The sudden acceleration of moves to formally bring the Crimea, which has an ethnic Russian majority and has effectively been seized by Russian forces, under Moscow’s rule came as European Union leaders gathered for an emergency summit to seek ways to pressure Russia to back down and accept mediation.
The Crimean parliament voted unanimously “to enter into the Russian Federation with the rights of a subject of the Russian Federation”, the RIA news agency reported. Its vice premier said a referendum on the status would take place on March 16.
The announcements, which diplomats said could not have been made without Russian President Vladimir Putin’s approval, raised the stakes in the most serious east-west confrontation since the end of the Cold War.
EU leaders had been set to warn but not sanction Russia over its military intervention in Ukraine after Moscow rebuffed Western diplomatic efforts to persuade it to pull forces in Crimea back to their bases. It was not immediately clear what impact the Crimean moves would have.
French President Francois Hollande told reporters on arrival at the summit: “There will be the strongest possible pressure on Russia to begin lowering the tension and in the pressure there is, of course, eventual recourse to sanctions.”

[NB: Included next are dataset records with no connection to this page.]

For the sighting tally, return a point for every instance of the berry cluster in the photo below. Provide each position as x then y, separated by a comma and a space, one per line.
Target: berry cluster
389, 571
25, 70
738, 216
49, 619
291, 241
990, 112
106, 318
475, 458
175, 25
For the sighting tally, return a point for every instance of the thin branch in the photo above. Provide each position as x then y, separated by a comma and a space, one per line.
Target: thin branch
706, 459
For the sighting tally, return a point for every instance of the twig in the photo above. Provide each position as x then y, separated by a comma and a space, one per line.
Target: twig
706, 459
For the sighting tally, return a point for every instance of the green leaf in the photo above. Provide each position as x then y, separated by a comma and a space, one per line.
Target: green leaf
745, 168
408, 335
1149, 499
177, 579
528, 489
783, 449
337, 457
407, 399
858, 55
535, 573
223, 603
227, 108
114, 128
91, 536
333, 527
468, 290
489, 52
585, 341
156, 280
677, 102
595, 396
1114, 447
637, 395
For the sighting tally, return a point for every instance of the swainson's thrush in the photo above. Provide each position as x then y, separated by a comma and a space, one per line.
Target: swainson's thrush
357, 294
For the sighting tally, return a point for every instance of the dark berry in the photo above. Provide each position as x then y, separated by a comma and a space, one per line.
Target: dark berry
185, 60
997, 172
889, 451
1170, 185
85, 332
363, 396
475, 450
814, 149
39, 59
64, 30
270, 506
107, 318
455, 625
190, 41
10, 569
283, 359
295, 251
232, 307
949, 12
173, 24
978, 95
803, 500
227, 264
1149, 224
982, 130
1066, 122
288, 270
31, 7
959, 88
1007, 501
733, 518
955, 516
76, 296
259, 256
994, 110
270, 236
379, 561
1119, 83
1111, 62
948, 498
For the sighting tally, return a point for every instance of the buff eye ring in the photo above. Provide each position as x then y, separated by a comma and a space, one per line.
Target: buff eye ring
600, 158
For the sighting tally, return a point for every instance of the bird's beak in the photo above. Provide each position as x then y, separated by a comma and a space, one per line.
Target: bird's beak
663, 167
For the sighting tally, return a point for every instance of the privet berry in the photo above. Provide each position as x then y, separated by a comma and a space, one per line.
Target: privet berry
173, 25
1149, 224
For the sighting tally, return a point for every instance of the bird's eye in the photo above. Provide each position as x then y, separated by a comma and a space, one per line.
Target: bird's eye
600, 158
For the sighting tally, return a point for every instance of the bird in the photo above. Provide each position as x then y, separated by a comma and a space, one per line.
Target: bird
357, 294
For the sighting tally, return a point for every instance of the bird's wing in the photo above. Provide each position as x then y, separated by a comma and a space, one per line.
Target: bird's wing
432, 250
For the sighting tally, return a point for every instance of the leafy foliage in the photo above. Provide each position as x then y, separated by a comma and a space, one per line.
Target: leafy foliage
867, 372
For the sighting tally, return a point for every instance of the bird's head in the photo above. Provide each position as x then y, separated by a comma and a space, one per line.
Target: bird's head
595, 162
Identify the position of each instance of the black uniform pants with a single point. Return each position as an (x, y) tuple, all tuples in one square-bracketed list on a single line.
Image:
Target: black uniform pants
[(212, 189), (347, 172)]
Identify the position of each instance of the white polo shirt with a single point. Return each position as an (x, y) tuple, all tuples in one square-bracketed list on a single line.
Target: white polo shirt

Russian Foreign Minister Sergei Lavrov refused to meet his new Ukrainian counterpart or to launch a “contact group” to seek a solution to the crisis at talks in Paris on Wednesday despite arm-twisting by U.S. Secretary of State John Kerry and European colleagues. The two men will meet again in Rome on Thursday.
Tension remained high in Ukraine’s southern Crimea region, where a senior United Nations envoy was surrounded by a pro-Russian crowd, threatened and forced to get back on his plane and leave the country.
The EU summit in Brussels seemed unlikely to adopt more than symbolic measures against Russia, Europe’s biggest gas supplier, because neither industrial powerhouse Germany nor financial centre Britain is keen to start down that road.